Bent u van mening dat de vierhonderd militairen die de GGD zullen gaan helpen met testen voldoende zullen zijn om de Nederlandse boostercampagne in lijn te brengen met andere westerse landen zoals het Verenigd Koninkrijk of Hongarije, die beide ondertussen bijna dertig procent van hun bevolking hebben geprikt met een boosterprik?
Op dit moment vormen de militairen een deel van de groep mensen die bijdragen aan de doelstelling van de boostercampagne: iedereen van 18 jaar en ouder uiterlijk in de tweede helft van januari 2022 de mogelijkheid te hebben gegeven voor een boostvaccinatie, mits zij de laatste vaccinatie uit de basisserie of een doorgemaakte besmetting, ten minste drie maanden geleden hebben gehad. Ik verwijs u naar de Kamerbrief van 3 december en van 14 december jl. waarin door mijn voorganger is toegelicht hoe de boostercampagne wordt uitgevoerd.
Kunt u uiteenzetten of u voornemens bent 1.500 of meer militairen aan te leveren en in te zetten als prikkers?
Op dit moment ziet het steunverleningsverzoek aan Defensie op 2.000 militairen voor steunverlening bij het testen en vaccineren door de GGD’en. Deze militairen zijn tot en met 23 januari 2022 ingezet, 750 militairen zullen oproepbaar blijven voor de vaccinatiestraten of de teststraten tot 1 maart 2022.
Bent u voornemens huisartsen, die ook in de vaccinatiecampagne meegeprikt hebben, te vragen om boosterprikken te helpen zetten?
Huisartsen hebben meerdere malen aangegeven geen collectieve bijdrage te kunnen leveren aan de vaccinatiecampagne. Dit is ook voor de boostercampagne het geval.

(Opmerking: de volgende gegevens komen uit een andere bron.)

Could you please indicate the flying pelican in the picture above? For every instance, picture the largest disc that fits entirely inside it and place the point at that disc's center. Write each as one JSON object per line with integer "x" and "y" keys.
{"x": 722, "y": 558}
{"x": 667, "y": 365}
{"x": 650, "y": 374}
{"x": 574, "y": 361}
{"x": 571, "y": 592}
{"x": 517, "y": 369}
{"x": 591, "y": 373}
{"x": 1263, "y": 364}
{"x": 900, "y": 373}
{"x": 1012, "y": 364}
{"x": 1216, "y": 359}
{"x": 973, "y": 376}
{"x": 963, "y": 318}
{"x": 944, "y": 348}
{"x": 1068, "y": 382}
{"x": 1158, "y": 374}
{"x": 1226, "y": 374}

In het licht van de opkomst van de omikronvariant is een verdere versnelling van de boostercampagne nog noodzakelijker en heb ik de LHV verzocht waar mogelijk de GGD’en te helpen. De LHV heeft aangegeven haar achterban te vragen mee te werken, daar waar het kan. Huisartsen hebben ook geholpen met de boostercampagne onder andere bij het vaccineren van niet-mobiele thuiswonenden, bij het vaccineren van bewoners in instellingen en hulp bij vaccinatie op de mobiele en vaste vaccinatielocaties van de GGD’en.
Bent u op de hoogte dat bijna 16.000 geneeskundestudenten middels de vereniging «De Geneeskundestudent» zouden kunnen en willen helpen boosteren?

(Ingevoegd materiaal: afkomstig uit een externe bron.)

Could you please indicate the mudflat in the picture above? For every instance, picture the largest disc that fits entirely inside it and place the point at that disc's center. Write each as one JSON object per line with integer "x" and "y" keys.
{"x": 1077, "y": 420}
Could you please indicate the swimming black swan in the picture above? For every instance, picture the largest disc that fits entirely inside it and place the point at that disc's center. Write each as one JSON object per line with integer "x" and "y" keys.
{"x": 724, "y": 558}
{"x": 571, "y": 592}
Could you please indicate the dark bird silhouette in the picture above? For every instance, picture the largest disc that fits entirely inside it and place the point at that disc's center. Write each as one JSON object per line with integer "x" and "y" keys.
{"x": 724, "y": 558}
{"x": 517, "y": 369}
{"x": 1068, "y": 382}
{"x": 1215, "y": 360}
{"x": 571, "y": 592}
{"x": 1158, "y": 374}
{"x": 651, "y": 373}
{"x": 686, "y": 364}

Zoals mijn voorganger in zijn brief van 14 december jl. heeft aangegeven, heeft GGD GHOR Nederland contact gehad met een vertegenwoordiger van de geneeskundestudenten. Studenten Geneeskunde worden gestimuleerd zich bij de uitzendbureaus in GGD-regio’s te melden zodat ze via de uitzendbureaus ingezet kunnen worden bij de boostercampagne.
Kunt u uiteenzetten of u voornemens bent deze grote groep studenten te benaderen om te helpen boosterprikken te zetten?
Zie antwoord vraag 8.
Welke andere groepen bent u voornemens te benaderen om de boostercampagne te versnellen?
In de brieven aan uw Kamer van 3 december jl. en 14 december jl. is aangegeven dat de GGD met een zeer divers aantal partijen in gesprek is voor hulp bij de boostercampagne. Via www.ggdreservisten.nl kan men zich melden. De GGD brengt het hulpaanbod in kaart en streeft er naar zo veel mogelijk aanbiedingen te kunnen koppelen aan regio’s waar capaciteit nodig is.
Bent u bereid elke vraag afzonderlijk te beantwoorden en op korte termijn te beantwoorden?
Dat is helaas door drukte niet gelukt.